Métaux rares : au Chili, le géant Codelco s’allie avec SQM pour doubler l'extraction de lithium dans le désert d'Atacama / Les deux entreprises, l'une publique et l'autre privée, vont créer une société conjointe afin de doubler l'extraction de lithium dans le désert d'Atacama qui dispose des réserves parmi les plus importantes du monde. Une décision déjà évoquée en avril par le président chilien et qui n'avait pas manqué de susciter des inquiétudes au sein du monde minier.
Le désert d'Atacama dispose des réserves de lithium parmi les plus importantes du monde. Et c'est bien cette plaine brune et rocheuse, située dans le nord du pays, que Coldelco et SQM (Sociedad Quimica y Minera de Chile) entendent exploiter bien davantage de ce métal blanc. En effet, la compagnie minière publique chilienne, également plus importante productrice de cuivre au monde, a annoncé, ce mercredi, s'allier avec le groupe privé afin de doubler l'extraction de lithium dans ce désert.
En 2022, SQM l'un des premiers producteurs mondiaux et dont l'actionnaire de référence est le groupe chinois Tianqi Lithium Corp, y avait extrait 168.000 tonnes de ce métal surnommé le « pétrole du 21e siècle » tant qu'il est essentiel pour la fabrication des batteries des voitures électriques, mais aussi des téléphones portables et autres appareils électroniques. Son prix s'est envolé ces dernières années, passant de 5.700 dollars la tonne en novembre 2020 à 60.500 en septembre 2023, selon l'agence Benchmark Mineral Intelligence.

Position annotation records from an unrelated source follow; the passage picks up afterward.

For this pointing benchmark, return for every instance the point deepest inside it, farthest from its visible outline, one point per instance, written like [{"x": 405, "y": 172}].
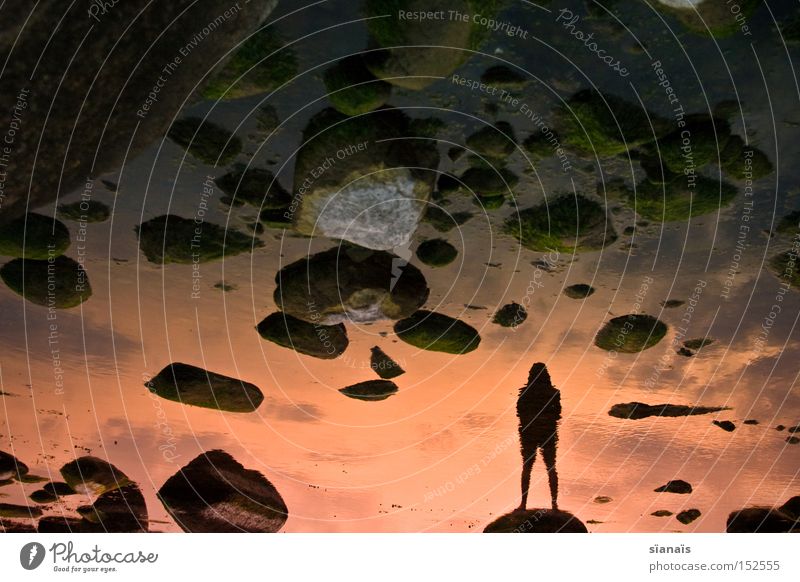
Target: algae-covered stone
[
  {"x": 596, "y": 123},
  {"x": 630, "y": 334},
  {"x": 639, "y": 410},
  {"x": 444, "y": 221},
  {"x": 254, "y": 186},
  {"x": 370, "y": 390},
  {"x": 262, "y": 63},
  {"x": 320, "y": 341},
  {"x": 352, "y": 89},
  {"x": 60, "y": 283},
  {"x": 678, "y": 200},
  {"x": 359, "y": 179},
  {"x": 216, "y": 494},
  {"x": 435, "y": 332},
  {"x": 567, "y": 224},
  {"x": 350, "y": 284},
  {"x": 579, "y": 291},
  {"x": 489, "y": 182},
  {"x": 536, "y": 521},
  {"x": 745, "y": 162},
  {"x": 173, "y": 239},
  {"x": 90, "y": 475},
  {"x": 85, "y": 211},
  {"x": 11, "y": 467},
  {"x": 205, "y": 140},
  {"x": 419, "y": 51},
  {"x": 503, "y": 77},
  {"x": 510, "y": 315},
  {"x": 784, "y": 266},
  {"x": 383, "y": 365},
  {"x": 119, "y": 510},
  {"x": 199, "y": 387},
  {"x": 34, "y": 236},
  {"x": 436, "y": 252},
  {"x": 711, "y": 17},
  {"x": 494, "y": 142}
]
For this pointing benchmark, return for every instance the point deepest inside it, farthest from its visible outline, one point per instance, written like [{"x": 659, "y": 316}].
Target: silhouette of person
[{"x": 539, "y": 410}]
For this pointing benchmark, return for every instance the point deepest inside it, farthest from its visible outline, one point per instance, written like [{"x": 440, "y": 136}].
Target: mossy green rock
[
  {"x": 261, "y": 64},
  {"x": 579, "y": 291},
  {"x": 350, "y": 283},
  {"x": 494, "y": 142},
  {"x": 436, "y": 252},
  {"x": 630, "y": 334},
  {"x": 198, "y": 387},
  {"x": 34, "y": 236},
  {"x": 320, "y": 341},
  {"x": 435, "y": 332},
  {"x": 411, "y": 57},
  {"x": 677, "y": 200},
  {"x": 85, "y": 211},
  {"x": 60, "y": 283},
  {"x": 786, "y": 267},
  {"x": 173, "y": 239},
  {"x": 254, "y": 186},
  {"x": 216, "y": 494},
  {"x": 205, "y": 140},
  {"x": 352, "y": 89},
  {"x": 503, "y": 77},
  {"x": 383, "y": 365},
  {"x": 371, "y": 390},
  {"x": 91, "y": 475},
  {"x": 567, "y": 224},
  {"x": 536, "y": 521},
  {"x": 596, "y": 123}
]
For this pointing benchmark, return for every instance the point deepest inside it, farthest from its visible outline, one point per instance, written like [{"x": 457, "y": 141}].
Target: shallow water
[{"x": 443, "y": 453}]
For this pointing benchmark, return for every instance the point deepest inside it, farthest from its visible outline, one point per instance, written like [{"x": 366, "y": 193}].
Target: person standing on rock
[{"x": 539, "y": 410}]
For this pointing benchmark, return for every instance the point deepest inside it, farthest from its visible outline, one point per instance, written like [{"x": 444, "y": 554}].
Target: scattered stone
[
  {"x": 198, "y": 387},
  {"x": 208, "y": 142},
  {"x": 638, "y": 410},
  {"x": 319, "y": 341},
  {"x": 435, "y": 332},
  {"x": 536, "y": 521},
  {"x": 510, "y": 315},
  {"x": 384, "y": 366},
  {"x": 371, "y": 390},
  {"x": 630, "y": 334},
  {"x": 173, "y": 239},
  {"x": 85, "y": 211},
  {"x": 34, "y": 236},
  {"x": 19, "y": 511},
  {"x": 675, "y": 486},
  {"x": 688, "y": 516},
  {"x": 90, "y": 475},
  {"x": 725, "y": 425},
  {"x": 567, "y": 224},
  {"x": 579, "y": 291},
  {"x": 436, "y": 252},
  {"x": 214, "y": 493},
  {"x": 32, "y": 279}
]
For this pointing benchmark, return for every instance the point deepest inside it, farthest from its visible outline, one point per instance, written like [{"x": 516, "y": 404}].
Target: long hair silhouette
[{"x": 539, "y": 410}]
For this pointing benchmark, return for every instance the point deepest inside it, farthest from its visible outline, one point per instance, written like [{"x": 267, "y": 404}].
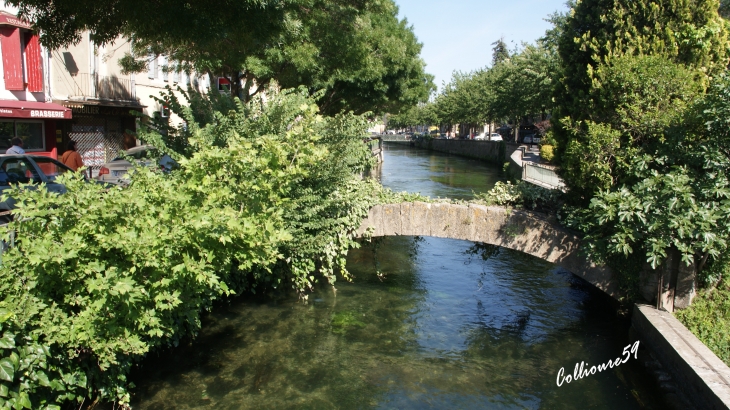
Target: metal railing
[
  {"x": 96, "y": 86},
  {"x": 542, "y": 175}
]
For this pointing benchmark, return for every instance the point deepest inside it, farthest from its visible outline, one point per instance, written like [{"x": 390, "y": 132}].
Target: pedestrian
[
  {"x": 71, "y": 157},
  {"x": 17, "y": 148}
]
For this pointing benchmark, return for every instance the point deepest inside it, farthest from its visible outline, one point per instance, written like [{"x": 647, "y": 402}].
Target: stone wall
[
  {"x": 696, "y": 372},
  {"x": 526, "y": 232},
  {"x": 488, "y": 151}
]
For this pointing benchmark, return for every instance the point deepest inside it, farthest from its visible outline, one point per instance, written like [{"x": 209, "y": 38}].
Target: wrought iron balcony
[{"x": 96, "y": 86}]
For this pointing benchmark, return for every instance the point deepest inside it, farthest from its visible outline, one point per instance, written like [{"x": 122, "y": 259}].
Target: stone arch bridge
[{"x": 528, "y": 232}]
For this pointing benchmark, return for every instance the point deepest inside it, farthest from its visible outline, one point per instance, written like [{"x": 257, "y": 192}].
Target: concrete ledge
[
  {"x": 703, "y": 377},
  {"x": 519, "y": 230}
]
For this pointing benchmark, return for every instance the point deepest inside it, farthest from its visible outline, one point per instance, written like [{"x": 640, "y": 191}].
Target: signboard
[
  {"x": 35, "y": 110},
  {"x": 11, "y": 20}
]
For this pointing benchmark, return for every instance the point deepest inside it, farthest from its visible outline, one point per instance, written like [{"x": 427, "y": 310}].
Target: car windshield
[
  {"x": 18, "y": 170},
  {"x": 50, "y": 167}
]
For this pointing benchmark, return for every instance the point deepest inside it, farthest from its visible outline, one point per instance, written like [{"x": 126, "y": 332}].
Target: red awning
[
  {"x": 33, "y": 109},
  {"x": 13, "y": 20}
]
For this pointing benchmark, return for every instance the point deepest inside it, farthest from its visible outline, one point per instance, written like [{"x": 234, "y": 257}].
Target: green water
[{"x": 446, "y": 324}]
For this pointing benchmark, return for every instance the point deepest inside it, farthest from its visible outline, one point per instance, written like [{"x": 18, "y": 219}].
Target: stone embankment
[{"x": 526, "y": 232}]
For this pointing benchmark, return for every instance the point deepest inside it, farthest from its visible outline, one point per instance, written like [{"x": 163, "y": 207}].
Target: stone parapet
[
  {"x": 699, "y": 373},
  {"x": 523, "y": 231}
]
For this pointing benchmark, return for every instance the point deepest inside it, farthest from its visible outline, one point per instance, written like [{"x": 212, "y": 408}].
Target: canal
[{"x": 427, "y": 323}]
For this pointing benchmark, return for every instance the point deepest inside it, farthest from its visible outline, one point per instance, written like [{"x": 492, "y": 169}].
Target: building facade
[{"x": 26, "y": 107}]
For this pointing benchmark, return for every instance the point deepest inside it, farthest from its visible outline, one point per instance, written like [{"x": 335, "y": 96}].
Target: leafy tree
[
  {"x": 597, "y": 41},
  {"x": 267, "y": 197},
  {"x": 500, "y": 52},
  {"x": 681, "y": 197},
  {"x": 359, "y": 53}
]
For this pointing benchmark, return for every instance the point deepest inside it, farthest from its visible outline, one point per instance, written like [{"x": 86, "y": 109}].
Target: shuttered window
[
  {"x": 151, "y": 66},
  {"x": 12, "y": 59},
  {"x": 34, "y": 63},
  {"x": 163, "y": 67}
]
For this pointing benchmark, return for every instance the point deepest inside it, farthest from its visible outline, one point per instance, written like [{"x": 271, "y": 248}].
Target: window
[
  {"x": 152, "y": 66},
  {"x": 163, "y": 67},
  {"x": 22, "y": 61},
  {"x": 31, "y": 132}
]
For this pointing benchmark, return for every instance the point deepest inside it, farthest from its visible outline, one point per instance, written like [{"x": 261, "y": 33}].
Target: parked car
[
  {"x": 116, "y": 170},
  {"x": 24, "y": 169}
]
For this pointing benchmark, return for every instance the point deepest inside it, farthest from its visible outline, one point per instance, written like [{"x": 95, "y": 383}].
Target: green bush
[
  {"x": 709, "y": 319},
  {"x": 546, "y": 152},
  {"x": 266, "y": 197},
  {"x": 521, "y": 194}
]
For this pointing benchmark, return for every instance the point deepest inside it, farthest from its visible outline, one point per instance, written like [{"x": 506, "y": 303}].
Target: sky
[{"x": 457, "y": 35}]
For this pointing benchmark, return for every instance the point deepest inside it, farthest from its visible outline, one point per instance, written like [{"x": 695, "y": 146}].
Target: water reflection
[
  {"x": 434, "y": 174},
  {"x": 428, "y": 323},
  {"x": 441, "y": 328}
]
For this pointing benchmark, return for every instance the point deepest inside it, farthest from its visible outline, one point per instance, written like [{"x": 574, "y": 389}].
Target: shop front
[
  {"x": 100, "y": 131},
  {"x": 36, "y": 123}
]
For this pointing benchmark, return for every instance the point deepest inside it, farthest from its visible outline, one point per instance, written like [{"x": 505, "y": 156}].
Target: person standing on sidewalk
[{"x": 71, "y": 158}]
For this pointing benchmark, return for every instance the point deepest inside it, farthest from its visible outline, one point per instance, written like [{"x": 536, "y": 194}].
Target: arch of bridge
[{"x": 526, "y": 232}]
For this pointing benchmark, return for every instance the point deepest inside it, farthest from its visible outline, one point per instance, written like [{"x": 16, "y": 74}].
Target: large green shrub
[{"x": 267, "y": 196}]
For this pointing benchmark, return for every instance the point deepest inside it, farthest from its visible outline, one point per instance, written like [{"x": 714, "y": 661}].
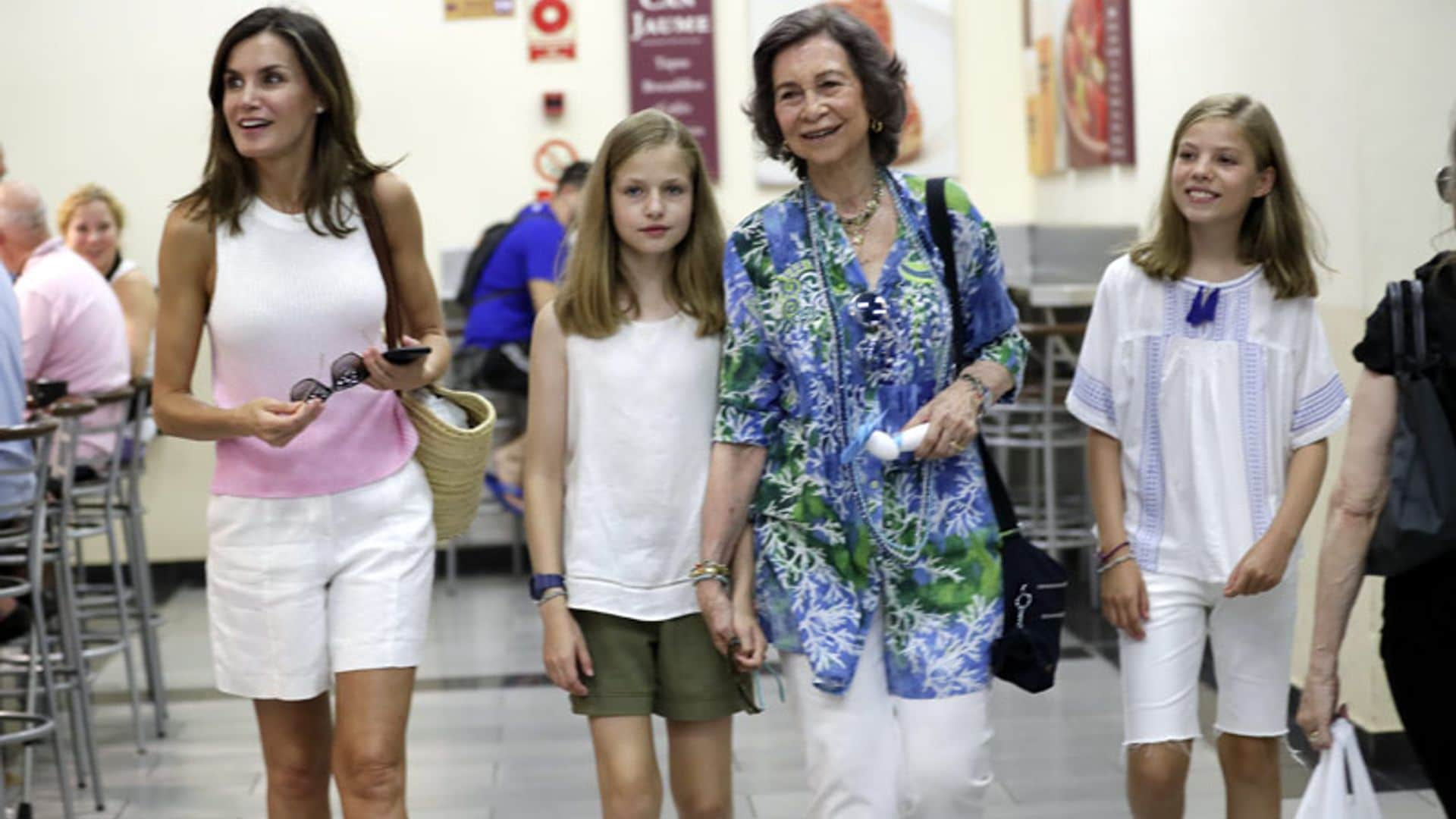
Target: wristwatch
[
  {"x": 982, "y": 391},
  {"x": 541, "y": 583}
]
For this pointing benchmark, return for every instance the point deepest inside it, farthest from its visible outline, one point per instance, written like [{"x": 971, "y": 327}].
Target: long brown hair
[
  {"x": 1276, "y": 229},
  {"x": 595, "y": 297},
  {"x": 231, "y": 181}
]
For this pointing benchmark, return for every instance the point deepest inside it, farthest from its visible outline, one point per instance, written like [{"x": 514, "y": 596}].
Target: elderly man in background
[
  {"x": 15, "y": 455},
  {"x": 5, "y": 271},
  {"x": 72, "y": 327}
]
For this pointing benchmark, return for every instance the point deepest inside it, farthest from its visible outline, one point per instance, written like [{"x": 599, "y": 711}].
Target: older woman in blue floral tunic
[{"x": 878, "y": 582}]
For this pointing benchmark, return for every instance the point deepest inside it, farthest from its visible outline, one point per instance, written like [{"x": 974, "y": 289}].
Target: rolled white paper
[{"x": 889, "y": 447}]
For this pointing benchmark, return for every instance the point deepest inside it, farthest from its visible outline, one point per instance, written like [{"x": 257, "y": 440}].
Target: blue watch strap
[{"x": 541, "y": 582}]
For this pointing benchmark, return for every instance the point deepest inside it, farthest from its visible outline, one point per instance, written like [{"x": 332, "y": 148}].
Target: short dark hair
[
  {"x": 880, "y": 74},
  {"x": 574, "y": 175}
]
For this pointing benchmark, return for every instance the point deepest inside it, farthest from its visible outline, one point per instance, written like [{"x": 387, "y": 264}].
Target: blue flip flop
[{"x": 510, "y": 496}]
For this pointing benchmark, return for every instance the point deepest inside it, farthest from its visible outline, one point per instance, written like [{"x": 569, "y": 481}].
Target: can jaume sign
[{"x": 670, "y": 46}]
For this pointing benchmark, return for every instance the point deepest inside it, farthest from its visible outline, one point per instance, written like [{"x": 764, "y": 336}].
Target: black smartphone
[{"x": 405, "y": 354}]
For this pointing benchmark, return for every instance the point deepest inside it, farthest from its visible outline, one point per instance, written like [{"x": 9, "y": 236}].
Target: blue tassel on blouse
[{"x": 1204, "y": 306}]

L'alliance prévoit d'extraire 300.000 tonnes par an.
« Une entreprise minière leader »
Concrètement, les deux entreprises vont créer en 2025 une société conjointe dans laquelle Codelco possèdera 50% des actions plus une. SQM, de son côté, détiendra la majorité des droits de vote au directoire et décidera de la marche de la société jusqu'en 2031, année à partir de laquelle Codelco deviendra à son tour majoritaire au sein du directoire, a expliqué l'entreprise d'Etat dans un communiqué.
« À partir de maintenant nous serons une entreprise minière leader en cuivre et en lithium au niveau mondial », s'est félicité dans ce communiqué le président du directoire de Codelco, Maximo Pacheco.
« Il s'agit d'un événement sans précédent dans l'industrie minière chilienne, et d'une avancée concrète pour atteindre un développement juste et soutenable », a également réagi à la télévision nationale le président de gauche Gabriel Boric au sujet de cette alliance qui court jusqu'en 2060.
Cette annonce s'inscrit, en effet, dans la « stratégie nationale du lithium » annoncée fin avril par le gouvernement et qui prévoit le contrôle par l'Etat de tout le cycle de production de ce métal, qui a représenté 8,2% du total des exportations chiliennes en 2022, principalement à destination de la Chine, de la Corée du Sud et du Japon.
Et pour cause, le pays en était le deuxième producteur mondial (39.000 tonnes), en 2022, derrière l'Australie (61.000 tonnes), mais largement devant la Chine (19.000 tonnes). Surtout, il possède les premières réserves mondiales, qui peuvent être exploitées dans les conditions économiques et techniques actuelles, soit 6,7 millions de tonnes.
Inquiétudes du monde minier
C'est d'ailleurs le jeune président de 35 ans qui avait annoncé neuf fois plus tôt ce projet d'alliance entre l'entreprise publique et celle privée. Ce qui n'avait pas manqué d'inquiéter le monde minier. En effet, à l'époque, l'annonce du chef de l'Etat, même si elle n'impliquait pas une nationalisation du secteur, avait fait craindre le retour d'une forme de « nationalisme des ressources », notamment en matière de restrictions des exportations des pays producteurs.
Avec l'exemple du Mexique qui a nationalisé ses réserves de lithium alors que l'Indonésie a renforcé le contrôle de son industrie du nickel. En Mongolie, la compagnie minière Rio Tinto a dû renégocier les termes financiers pour exploiter la mine de cuivre Oyu Tolgoi en Mongolie.
Sans compter que malgré la richesse de son sous-sol, le Chili a du mal à développer de nouvelles mines en raison d'un contrôle réglementaire strict sur le minerai qui limite l'investissement des entreprises étrangères dans l'industrie minière. De quoi faire que le pays ne parvienne pas à profiter de la multiplication par 40 de la demande de ce métal sur la période 2020-2040, selon les projections de l'Agence internationale de l'énergie (AIE).